A textbook is being withdrawn from Indian schools after parents complained that it instructed children to conduct an experiment which involved killing a kitten.
In a chapter explaining the difference between living and non-living things the Our Green World - Environmental Studies book directs children to place two small kittens in separate boxes – one fitted with air holes and one without.
It reads: "No living thing can live without air for more than a few minutes. You can do an experiment. Take two wooden boxes. Make holes on the lid of one box. Put a small kitten in each box. Close the boxes. After some time open the boxes. What do you see? The kitten inside the box without holes has died."
The text is accompanied with illustrations of two kittens: one sitting alertly in a box punctured with holes and another unconscious, presumed suffocated, in a box without holes. The passage concludes: "So all living things need air to breathe."
Pictures of the text uploaded onto Twitter on 2 February were met with fierce reaction. Prashant Sani wrote: "This is sad. The author of the book should be banned from writing." User Tamil1947 said: "Zero wisdom and unfit to step on [the] curriculum, or be anywhere around impressionable children!"
The book is reportedly used in hundreds of schools across India. The publishers have promised to stop distributing it until an updated version has been produced - with the controversial experiment removed, according to The Indian Express.

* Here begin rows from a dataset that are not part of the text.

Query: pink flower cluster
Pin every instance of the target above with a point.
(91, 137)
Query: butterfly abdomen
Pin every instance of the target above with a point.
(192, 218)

Parvesh Gupta of PP Publications said: "A parent had called us a couple of months ago and asked us to remove the text from the book because it was harmful for children. We recalled books from our distribution channel and will come out with a revised book next year."
The Federation of Indian Animal Protection Organisations (FIAPO) say they also received complaints about the book. Spokesman Vidhi Matta said: "We spoke to the publishers and told them about the objectionable material. They agreed to discontinue the book and also said they would come out with a new edition for next year."
India is home to several religious traditions that advocate compassion towards animals. There are more vegetarians in India than the rest of the world combined.